Research organizations must be encouraged to maintain records of the downstream usage of their published artifacts. Where there is a mandate for data availability this should include mandated public access to data on usage.
The commission and national funders should clearly articulate that that provision of usage data is a key service for publishers of articles, data, and software to provide, and that where a direct payment is made for publication provision for such data should be included. Such data must be technically and legally reusable.
The commission and national funders should support work towards standardizing vocabularies and formats for this data as well critiquing it’s quality and usefulness. This work will necessarily be diverse with disciplinary, national, and object type differences but there is value in coordinating actions. At a recent workshop where funders, service providers, developers and researchers convened we made significant progress towards agreeing routes towards standardization of the vocabularies to describe research outputs.
2. We need to integrate our systems of recognition and attribution into the way the web works through identifying research objects and linking them together in standard ways.
The effectiveness of the web lies in its framework of addressable items connected by links. Researchers have a strong culture of making links and recognizing contributions through attribution and citation of scholarly articles and books but this has only recently being surfaced in a way that consumer web tools can view and use. And practice is patchy and inconsistent for new forms of scholarly output such as data, software and online writing.
The commission should support efforts to open up scholarly bibliography to the mechanics of the web through policy and technical actions. The recent Hargreaves report explicitly notes limitations on text mining and information retrieval as an area where the EU should act to modernize copyright law.
The commission should act to support efforts to develop and gain wide community support for unique identifiers for research outputs, and for researchers. Again these efforts are diverse and it will be community adoption which determines their usefulness but coordination and communication actions will be useful here. Where there is critical mass, such as may be the case for ORCID and DataCite, this crucial cultural infrastructure should merit direct support.
Similarly the commission should support actions to develop standardized expressions of links, through developing citation and linking standards for scholarly material.
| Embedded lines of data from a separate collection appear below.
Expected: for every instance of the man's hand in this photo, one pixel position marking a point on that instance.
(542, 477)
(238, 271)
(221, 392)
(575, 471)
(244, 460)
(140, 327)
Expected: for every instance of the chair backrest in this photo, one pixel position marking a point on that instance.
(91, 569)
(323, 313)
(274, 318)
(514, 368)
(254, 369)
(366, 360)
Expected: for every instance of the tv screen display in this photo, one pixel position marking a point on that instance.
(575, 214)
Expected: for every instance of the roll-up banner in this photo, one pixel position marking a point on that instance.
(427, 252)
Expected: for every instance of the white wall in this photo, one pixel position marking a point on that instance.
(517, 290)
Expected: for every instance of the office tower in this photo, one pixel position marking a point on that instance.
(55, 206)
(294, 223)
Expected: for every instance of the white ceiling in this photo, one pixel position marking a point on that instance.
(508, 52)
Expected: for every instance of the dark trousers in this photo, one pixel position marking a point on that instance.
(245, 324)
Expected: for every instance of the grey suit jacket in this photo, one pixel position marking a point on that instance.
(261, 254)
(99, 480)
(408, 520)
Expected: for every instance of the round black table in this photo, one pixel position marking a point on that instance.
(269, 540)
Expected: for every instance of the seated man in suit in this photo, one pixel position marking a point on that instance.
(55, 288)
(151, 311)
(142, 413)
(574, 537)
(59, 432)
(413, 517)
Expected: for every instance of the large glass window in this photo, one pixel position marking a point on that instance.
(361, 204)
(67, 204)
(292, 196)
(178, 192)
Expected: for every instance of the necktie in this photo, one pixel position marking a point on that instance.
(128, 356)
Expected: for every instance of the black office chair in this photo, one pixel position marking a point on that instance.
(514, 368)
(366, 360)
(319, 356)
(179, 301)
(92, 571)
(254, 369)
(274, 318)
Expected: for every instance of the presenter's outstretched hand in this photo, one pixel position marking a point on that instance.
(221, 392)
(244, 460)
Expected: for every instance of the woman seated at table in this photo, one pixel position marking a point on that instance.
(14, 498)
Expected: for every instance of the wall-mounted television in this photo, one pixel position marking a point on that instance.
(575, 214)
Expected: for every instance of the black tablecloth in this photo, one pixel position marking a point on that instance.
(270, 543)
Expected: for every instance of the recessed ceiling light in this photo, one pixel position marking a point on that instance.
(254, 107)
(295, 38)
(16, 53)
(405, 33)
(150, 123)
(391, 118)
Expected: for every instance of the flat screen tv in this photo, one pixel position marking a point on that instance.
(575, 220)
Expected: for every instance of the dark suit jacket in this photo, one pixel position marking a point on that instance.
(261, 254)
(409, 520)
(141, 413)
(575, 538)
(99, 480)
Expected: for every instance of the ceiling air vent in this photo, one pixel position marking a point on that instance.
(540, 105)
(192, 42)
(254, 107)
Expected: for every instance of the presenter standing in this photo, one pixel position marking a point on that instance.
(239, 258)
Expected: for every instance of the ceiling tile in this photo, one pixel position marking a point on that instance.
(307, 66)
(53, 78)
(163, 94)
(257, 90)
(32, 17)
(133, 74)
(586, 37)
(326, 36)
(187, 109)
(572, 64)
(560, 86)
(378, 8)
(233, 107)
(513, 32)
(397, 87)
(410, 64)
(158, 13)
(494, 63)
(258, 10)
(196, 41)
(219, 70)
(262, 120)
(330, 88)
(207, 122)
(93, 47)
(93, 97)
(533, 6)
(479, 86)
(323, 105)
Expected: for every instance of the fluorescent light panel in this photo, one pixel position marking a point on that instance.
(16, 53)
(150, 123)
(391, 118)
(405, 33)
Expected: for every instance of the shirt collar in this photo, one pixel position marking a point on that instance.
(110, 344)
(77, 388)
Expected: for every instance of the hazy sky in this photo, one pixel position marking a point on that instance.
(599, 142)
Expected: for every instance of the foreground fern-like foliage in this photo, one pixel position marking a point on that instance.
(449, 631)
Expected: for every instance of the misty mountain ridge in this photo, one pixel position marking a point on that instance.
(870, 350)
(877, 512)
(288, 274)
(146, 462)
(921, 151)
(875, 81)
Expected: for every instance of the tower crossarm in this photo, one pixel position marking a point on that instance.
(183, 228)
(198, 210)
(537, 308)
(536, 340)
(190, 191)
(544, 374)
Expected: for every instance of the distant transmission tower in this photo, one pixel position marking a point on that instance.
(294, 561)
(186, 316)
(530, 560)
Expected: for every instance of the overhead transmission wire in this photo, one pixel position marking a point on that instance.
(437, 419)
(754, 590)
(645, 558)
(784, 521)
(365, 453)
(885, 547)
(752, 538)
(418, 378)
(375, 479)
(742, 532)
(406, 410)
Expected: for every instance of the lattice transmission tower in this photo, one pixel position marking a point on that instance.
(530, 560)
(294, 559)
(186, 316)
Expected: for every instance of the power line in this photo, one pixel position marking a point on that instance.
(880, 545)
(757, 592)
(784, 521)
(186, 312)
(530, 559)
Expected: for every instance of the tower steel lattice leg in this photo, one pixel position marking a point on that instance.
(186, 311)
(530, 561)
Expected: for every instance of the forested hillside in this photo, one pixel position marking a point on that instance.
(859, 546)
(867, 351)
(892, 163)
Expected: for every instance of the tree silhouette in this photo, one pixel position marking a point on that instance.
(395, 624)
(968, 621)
Again the work of DataCite, CoData, Dryad and other initiatives as well as technical standards development is crucial here.
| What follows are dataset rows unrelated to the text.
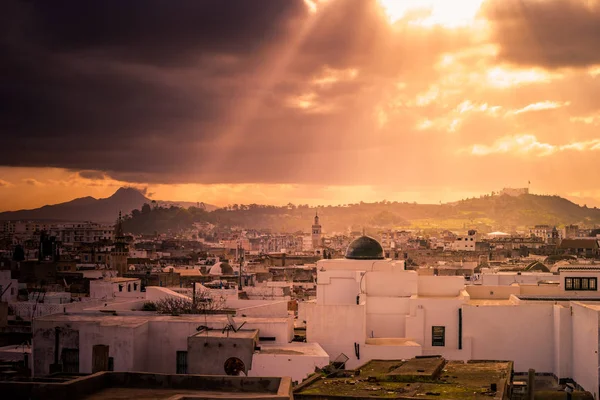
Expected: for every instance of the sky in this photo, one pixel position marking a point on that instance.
(303, 101)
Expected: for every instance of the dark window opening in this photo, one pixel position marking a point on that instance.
(581, 283)
(181, 362)
(70, 360)
(438, 336)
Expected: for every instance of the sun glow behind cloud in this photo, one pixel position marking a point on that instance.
(433, 12)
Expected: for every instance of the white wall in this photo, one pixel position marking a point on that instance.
(440, 286)
(388, 284)
(426, 312)
(120, 340)
(107, 289)
(522, 333)
(297, 366)
(271, 309)
(336, 328)
(585, 346)
(386, 316)
(338, 287)
(563, 345)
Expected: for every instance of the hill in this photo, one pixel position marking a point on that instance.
(486, 213)
(88, 208)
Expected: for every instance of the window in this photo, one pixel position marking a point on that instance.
(438, 335)
(581, 283)
(181, 362)
(70, 360)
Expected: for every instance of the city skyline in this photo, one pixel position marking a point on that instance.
(317, 102)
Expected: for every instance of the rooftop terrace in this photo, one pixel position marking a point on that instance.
(423, 378)
(126, 385)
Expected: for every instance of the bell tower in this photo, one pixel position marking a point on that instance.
(316, 232)
(118, 257)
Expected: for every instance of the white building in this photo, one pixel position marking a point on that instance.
(465, 242)
(110, 288)
(146, 341)
(368, 307)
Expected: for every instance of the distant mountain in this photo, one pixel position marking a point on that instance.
(486, 214)
(89, 208)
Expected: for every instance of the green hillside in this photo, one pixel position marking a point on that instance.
(486, 213)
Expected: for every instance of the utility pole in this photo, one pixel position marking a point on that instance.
(241, 258)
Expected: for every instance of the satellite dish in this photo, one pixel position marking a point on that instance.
(234, 366)
(232, 323)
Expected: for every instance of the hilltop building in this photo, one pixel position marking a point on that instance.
(118, 257)
(316, 233)
(514, 192)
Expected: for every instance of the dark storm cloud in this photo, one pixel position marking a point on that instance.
(193, 91)
(553, 33)
(93, 175)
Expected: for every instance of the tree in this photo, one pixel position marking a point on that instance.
(18, 253)
(205, 301)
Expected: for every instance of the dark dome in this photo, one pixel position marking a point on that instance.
(365, 248)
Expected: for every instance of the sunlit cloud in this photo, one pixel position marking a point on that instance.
(592, 119)
(530, 145)
(309, 103)
(432, 12)
(502, 77)
(330, 76)
(540, 106)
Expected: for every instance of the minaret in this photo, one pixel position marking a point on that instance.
(316, 232)
(118, 257)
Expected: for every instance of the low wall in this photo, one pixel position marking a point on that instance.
(220, 386)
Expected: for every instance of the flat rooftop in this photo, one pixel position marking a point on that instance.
(134, 385)
(220, 333)
(423, 378)
(132, 317)
(294, 348)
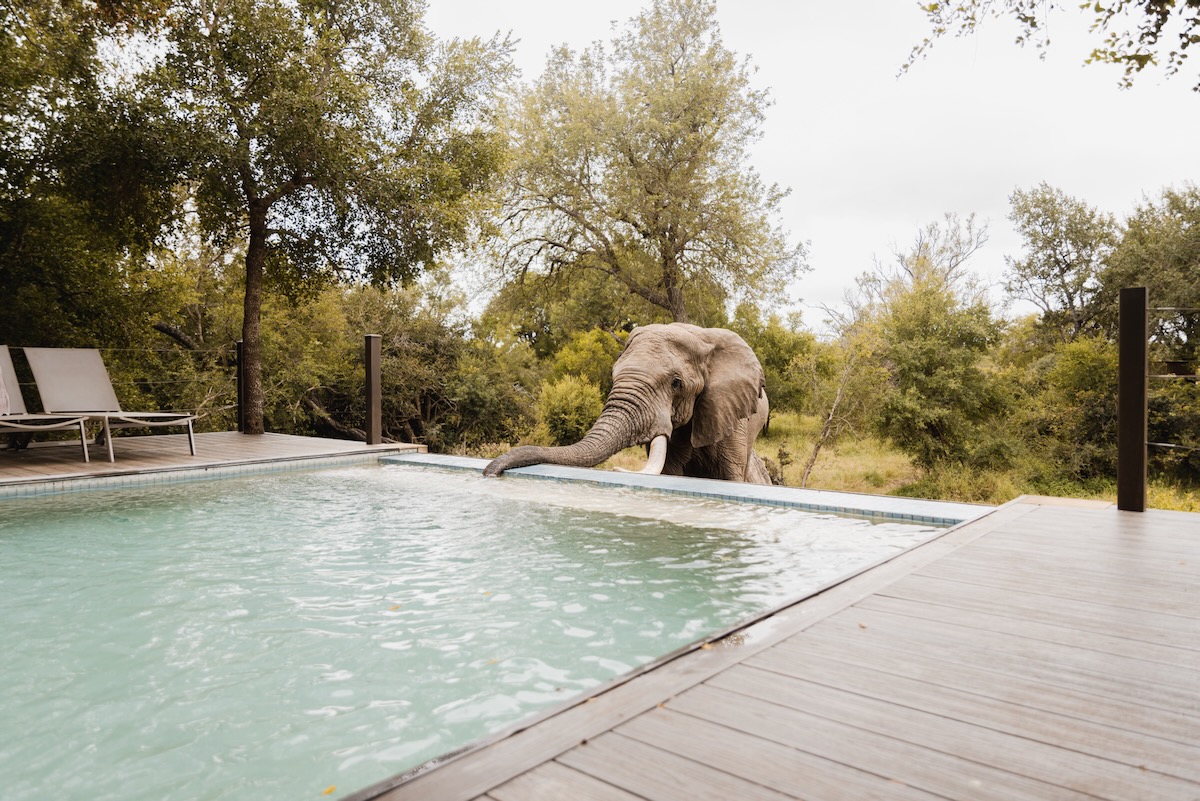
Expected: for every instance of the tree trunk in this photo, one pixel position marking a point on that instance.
(252, 313)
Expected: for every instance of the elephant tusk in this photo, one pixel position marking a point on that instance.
(658, 457)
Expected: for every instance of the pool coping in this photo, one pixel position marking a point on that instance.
(906, 510)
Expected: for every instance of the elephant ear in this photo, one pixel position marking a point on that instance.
(732, 390)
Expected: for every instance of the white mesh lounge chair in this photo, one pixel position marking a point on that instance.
(16, 419)
(75, 380)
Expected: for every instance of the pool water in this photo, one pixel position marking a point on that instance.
(279, 636)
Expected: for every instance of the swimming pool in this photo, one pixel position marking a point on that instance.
(280, 636)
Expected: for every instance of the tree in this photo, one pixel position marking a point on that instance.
(844, 378)
(331, 138)
(633, 162)
(778, 345)
(1159, 250)
(1067, 244)
(1133, 29)
(935, 329)
(83, 179)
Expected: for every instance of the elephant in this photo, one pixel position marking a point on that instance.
(696, 396)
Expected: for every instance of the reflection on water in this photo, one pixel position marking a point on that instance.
(277, 636)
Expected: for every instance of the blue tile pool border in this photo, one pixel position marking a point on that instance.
(906, 510)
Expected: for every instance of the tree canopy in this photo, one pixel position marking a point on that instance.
(333, 137)
(1134, 34)
(633, 161)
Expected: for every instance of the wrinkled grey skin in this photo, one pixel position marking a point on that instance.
(701, 387)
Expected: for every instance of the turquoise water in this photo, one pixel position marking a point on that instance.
(275, 637)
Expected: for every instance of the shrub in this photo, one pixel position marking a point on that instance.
(567, 408)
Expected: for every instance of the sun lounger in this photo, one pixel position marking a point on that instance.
(75, 380)
(16, 419)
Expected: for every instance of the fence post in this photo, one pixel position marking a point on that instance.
(1133, 392)
(241, 387)
(375, 393)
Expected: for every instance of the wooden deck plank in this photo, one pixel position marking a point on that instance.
(1149, 562)
(762, 760)
(1059, 634)
(897, 766)
(1047, 763)
(1126, 745)
(1084, 615)
(1083, 673)
(1062, 582)
(993, 648)
(555, 782)
(981, 680)
(659, 775)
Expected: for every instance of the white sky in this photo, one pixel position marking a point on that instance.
(873, 157)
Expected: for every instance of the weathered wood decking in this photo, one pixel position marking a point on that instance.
(160, 452)
(1050, 650)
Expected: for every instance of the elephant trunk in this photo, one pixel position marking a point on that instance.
(621, 425)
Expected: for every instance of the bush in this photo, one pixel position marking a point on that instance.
(567, 408)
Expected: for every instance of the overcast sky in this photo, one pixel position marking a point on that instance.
(871, 157)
3. Finally we must closely study the context in which our data collection and indicator assessment develops. Social systems cannot be measured without perturbing them and we can do no good with data or evidence if we do not understand and respect both the systems being measured and the effects of implementing any policy decision.
We need to understand the measures we might develop, what forms of evaluation they are useful for and how change can be effected where appropriate. This will require significant work as well as an appreciation of the close coupling of the whole system.
We have a generational opportunity to make our research infrastructure better through effective evaluation and evidence based policy making and architecture development. But we will squander this opportunity if we either take a utopian view of what might technically feasible, or fail to act for a fear of a dystopian future. The way to approach this is through a careful, timely, transparent and thoughtful approach to understanding ourselves and the system we work within.
The commission should act to ensure that current nascent efforts work efficiently towards delivering the technical, cultural, and legal infrastructure that will support an informed debate through a combination of communication, coordination, and policy actions.